Cambridge and Oxford are the most unequal cities in the country, producing Gini coefficient scores of 0.46 and 0.45 respectively, meaning they’re about as unequal as Hungary (before taxes and transfers).

London, Reading, and Aldershot fill in the next three of the top five spots, all still scoring well above 0.4 on the Gini coefficient scale.

The national average is 0.42, and most of the cities we have data for actually sit below this benchmark.

Click to expand. Image: Centre for Cities

Eleven cities at the bottom of the list are jointly the least unequal – Barnsley, Burnley, Gloucester, Hull, Mansfield, Newport, Stoke, Sunderland, Swansea, Wakefield, and Wigan – with a score of 0.38, making them roughly as unequal as Iceland, before taxes and transfers.

Which begs the question – why?

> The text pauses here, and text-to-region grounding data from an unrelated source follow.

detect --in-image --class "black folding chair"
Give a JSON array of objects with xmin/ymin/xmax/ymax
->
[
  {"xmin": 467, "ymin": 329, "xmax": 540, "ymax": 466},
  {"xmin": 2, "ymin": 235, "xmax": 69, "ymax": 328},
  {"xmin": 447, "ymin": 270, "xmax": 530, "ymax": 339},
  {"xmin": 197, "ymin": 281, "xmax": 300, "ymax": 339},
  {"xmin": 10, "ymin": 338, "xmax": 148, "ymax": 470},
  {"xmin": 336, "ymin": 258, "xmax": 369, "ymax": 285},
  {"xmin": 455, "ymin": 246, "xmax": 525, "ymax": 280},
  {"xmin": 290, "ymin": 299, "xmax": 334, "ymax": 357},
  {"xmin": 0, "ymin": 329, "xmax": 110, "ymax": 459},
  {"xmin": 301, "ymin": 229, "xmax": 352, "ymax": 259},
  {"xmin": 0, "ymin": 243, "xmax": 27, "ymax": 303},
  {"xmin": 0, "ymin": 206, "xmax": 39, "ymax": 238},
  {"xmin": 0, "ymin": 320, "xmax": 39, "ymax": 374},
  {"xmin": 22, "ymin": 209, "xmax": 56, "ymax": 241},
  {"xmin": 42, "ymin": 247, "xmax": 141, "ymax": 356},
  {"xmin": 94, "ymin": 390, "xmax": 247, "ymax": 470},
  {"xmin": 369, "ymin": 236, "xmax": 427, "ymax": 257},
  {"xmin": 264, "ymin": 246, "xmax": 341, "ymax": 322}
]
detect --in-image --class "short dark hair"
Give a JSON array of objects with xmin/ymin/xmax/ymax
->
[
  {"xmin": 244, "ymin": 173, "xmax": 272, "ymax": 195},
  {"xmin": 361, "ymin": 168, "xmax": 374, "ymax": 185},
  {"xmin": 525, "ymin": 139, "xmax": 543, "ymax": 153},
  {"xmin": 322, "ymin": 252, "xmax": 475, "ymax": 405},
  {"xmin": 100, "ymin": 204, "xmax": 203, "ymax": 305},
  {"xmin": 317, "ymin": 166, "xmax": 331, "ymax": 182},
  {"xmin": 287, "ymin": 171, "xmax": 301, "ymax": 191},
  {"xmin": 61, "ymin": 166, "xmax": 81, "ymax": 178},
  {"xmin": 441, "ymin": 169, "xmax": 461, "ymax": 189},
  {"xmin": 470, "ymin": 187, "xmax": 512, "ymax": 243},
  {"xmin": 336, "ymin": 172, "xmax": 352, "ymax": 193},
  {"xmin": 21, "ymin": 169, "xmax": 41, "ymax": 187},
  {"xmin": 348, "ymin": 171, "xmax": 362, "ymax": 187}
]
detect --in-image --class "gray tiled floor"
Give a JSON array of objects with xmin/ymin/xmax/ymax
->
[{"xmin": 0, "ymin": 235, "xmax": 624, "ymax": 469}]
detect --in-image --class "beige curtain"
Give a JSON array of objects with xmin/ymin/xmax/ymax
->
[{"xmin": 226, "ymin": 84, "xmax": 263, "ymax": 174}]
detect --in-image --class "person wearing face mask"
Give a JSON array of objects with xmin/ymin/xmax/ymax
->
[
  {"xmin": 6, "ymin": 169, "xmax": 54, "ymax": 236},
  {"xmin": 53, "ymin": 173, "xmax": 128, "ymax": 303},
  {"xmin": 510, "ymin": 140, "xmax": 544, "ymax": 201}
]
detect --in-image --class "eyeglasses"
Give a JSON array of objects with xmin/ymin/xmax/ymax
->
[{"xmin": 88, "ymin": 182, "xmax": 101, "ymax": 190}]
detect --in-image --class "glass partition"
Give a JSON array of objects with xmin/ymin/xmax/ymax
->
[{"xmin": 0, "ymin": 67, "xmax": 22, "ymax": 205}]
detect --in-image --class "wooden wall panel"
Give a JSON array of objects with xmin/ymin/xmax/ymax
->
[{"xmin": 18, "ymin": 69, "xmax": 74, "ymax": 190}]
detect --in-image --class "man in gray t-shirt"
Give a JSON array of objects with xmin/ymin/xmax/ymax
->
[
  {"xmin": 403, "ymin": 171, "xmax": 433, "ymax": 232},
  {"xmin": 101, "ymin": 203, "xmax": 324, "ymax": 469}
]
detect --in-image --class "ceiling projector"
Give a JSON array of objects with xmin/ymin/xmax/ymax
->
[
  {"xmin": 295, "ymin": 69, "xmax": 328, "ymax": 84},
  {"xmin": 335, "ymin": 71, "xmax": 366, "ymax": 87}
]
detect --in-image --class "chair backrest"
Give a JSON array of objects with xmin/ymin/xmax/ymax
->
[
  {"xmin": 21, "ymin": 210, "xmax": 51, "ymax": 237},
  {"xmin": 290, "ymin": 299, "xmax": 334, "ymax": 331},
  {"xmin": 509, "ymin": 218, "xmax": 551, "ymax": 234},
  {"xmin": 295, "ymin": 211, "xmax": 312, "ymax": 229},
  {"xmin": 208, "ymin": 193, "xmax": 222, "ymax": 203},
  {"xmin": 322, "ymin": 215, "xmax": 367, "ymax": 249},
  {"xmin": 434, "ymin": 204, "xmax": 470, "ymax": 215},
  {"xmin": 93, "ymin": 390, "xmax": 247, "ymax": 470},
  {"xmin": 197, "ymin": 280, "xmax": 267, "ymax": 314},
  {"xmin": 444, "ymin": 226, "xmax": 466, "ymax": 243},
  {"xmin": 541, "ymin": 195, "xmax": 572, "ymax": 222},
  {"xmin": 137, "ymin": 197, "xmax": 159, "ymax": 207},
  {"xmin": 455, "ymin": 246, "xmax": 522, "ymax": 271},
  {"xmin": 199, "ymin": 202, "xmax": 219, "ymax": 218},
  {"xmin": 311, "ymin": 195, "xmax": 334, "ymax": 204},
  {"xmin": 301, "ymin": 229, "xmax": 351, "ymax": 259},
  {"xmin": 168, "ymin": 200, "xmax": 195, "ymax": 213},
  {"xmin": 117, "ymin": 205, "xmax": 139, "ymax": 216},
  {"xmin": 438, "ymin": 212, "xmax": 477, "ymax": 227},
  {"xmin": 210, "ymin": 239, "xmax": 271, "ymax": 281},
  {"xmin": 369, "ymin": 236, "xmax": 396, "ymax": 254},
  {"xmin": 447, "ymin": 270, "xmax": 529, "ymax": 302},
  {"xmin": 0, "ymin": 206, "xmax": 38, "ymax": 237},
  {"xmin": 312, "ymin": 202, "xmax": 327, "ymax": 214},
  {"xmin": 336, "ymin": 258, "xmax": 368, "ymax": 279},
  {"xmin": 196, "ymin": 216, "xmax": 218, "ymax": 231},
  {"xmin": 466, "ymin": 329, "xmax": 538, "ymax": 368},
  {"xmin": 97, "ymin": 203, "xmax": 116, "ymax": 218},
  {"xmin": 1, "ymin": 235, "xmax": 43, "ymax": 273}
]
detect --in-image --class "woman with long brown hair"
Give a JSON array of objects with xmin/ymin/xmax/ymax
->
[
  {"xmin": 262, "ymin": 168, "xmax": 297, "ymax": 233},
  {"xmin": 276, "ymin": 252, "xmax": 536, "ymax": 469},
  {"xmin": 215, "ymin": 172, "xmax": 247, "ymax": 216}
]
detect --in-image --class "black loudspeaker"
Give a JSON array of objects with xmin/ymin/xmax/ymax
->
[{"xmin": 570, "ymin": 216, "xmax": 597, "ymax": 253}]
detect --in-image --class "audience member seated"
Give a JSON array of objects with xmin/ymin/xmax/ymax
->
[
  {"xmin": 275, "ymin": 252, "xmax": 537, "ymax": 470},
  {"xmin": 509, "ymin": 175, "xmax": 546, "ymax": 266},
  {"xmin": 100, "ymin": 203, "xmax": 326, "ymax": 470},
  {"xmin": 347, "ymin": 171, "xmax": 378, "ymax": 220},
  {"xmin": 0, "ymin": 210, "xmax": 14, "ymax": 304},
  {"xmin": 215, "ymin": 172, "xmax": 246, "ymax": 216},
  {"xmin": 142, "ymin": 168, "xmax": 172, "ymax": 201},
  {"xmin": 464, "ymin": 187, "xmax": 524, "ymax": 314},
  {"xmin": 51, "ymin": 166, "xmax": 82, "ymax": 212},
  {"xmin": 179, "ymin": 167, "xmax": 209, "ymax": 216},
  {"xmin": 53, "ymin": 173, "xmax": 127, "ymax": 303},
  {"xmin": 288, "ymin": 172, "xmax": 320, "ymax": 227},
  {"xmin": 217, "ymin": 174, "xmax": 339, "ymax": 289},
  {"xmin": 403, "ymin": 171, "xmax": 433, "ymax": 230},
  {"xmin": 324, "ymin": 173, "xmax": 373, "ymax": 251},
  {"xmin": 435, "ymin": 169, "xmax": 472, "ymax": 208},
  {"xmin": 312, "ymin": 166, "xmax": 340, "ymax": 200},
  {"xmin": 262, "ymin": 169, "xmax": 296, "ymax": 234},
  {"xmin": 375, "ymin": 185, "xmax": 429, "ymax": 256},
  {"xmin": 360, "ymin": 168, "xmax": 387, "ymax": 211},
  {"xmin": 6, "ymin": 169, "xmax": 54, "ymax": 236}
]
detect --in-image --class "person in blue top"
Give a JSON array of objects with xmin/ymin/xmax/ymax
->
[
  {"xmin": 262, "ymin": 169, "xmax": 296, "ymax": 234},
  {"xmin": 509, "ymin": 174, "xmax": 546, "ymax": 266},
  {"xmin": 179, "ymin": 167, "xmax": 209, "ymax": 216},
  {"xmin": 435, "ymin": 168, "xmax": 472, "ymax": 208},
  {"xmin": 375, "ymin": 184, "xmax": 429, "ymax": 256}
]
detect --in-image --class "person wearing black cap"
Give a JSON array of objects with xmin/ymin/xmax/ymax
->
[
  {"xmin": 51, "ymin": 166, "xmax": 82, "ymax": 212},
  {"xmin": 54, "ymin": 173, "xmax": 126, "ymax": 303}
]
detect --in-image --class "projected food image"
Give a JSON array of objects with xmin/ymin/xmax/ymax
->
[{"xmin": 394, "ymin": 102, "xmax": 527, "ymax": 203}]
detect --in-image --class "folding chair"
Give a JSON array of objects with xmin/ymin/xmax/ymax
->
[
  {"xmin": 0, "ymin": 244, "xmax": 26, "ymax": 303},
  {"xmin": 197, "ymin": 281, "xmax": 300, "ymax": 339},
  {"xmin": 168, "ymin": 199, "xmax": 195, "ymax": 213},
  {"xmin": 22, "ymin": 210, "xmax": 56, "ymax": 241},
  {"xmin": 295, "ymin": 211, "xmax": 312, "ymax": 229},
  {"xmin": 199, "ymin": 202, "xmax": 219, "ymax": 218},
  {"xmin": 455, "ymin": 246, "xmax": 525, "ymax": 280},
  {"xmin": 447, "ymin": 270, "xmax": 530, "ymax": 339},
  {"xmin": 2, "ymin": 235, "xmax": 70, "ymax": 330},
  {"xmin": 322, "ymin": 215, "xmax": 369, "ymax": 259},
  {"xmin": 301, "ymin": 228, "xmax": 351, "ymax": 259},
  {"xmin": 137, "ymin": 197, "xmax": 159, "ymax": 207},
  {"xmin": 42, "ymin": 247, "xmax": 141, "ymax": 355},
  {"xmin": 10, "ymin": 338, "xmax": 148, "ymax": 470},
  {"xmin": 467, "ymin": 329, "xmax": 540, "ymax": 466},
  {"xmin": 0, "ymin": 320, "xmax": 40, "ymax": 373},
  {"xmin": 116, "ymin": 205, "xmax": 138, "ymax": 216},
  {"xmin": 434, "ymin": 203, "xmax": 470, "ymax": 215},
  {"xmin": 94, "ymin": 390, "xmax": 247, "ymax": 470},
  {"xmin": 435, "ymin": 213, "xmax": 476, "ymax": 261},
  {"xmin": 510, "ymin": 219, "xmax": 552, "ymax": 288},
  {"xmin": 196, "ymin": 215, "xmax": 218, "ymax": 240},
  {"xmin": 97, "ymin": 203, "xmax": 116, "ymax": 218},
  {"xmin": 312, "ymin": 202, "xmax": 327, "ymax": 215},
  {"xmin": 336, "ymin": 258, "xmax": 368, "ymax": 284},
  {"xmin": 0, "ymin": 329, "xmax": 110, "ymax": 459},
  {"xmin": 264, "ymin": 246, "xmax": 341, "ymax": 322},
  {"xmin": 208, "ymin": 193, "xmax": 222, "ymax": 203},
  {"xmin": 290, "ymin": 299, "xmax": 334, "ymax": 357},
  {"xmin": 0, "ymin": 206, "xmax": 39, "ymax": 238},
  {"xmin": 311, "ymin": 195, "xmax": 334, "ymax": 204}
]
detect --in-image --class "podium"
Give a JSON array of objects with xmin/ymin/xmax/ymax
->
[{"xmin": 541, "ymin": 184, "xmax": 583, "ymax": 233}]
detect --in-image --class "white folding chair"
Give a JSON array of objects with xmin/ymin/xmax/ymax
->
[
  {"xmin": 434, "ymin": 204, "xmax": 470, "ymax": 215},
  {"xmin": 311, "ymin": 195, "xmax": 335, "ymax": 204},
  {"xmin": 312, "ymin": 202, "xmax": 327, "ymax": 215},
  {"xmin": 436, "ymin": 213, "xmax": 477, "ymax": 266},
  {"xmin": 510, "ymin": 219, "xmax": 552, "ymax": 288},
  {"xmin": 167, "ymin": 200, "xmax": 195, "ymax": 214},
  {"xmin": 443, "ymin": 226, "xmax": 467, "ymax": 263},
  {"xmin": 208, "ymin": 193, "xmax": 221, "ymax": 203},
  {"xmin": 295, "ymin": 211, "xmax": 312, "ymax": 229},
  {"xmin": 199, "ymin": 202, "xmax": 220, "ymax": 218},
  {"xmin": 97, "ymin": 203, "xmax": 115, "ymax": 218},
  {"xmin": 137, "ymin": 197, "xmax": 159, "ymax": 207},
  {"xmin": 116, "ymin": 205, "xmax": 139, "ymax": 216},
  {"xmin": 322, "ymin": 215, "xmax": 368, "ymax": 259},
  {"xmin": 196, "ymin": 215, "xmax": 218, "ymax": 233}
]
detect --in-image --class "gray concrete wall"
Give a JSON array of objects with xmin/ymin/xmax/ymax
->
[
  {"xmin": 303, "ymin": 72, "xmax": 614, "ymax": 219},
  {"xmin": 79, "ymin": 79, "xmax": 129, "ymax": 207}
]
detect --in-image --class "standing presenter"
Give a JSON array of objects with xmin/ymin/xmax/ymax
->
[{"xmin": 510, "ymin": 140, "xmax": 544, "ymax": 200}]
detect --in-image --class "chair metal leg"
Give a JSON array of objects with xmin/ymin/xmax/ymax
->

And, just as importantly – should we be bothered?


From the many bits I’ve written using data from the Centre for Cities, this ranking – from most unequal to least unequal – seems to correspond roughly with the wealthier cities to the less well-off cities. That is to say that in a very general sense, richer British cities are more unequal, while poorer British cities are more equal.

Which brings in what is probably the oldest question in the political book – which matters more? Is it more important to raise the general wealth of the world, a country, or a city, even if that raises inequality – meaning some people are vastly wealthier than others – or is it better to have low inequality, even if that means the general wealth of the country or city is lower?

Who knew cities could be so controversial.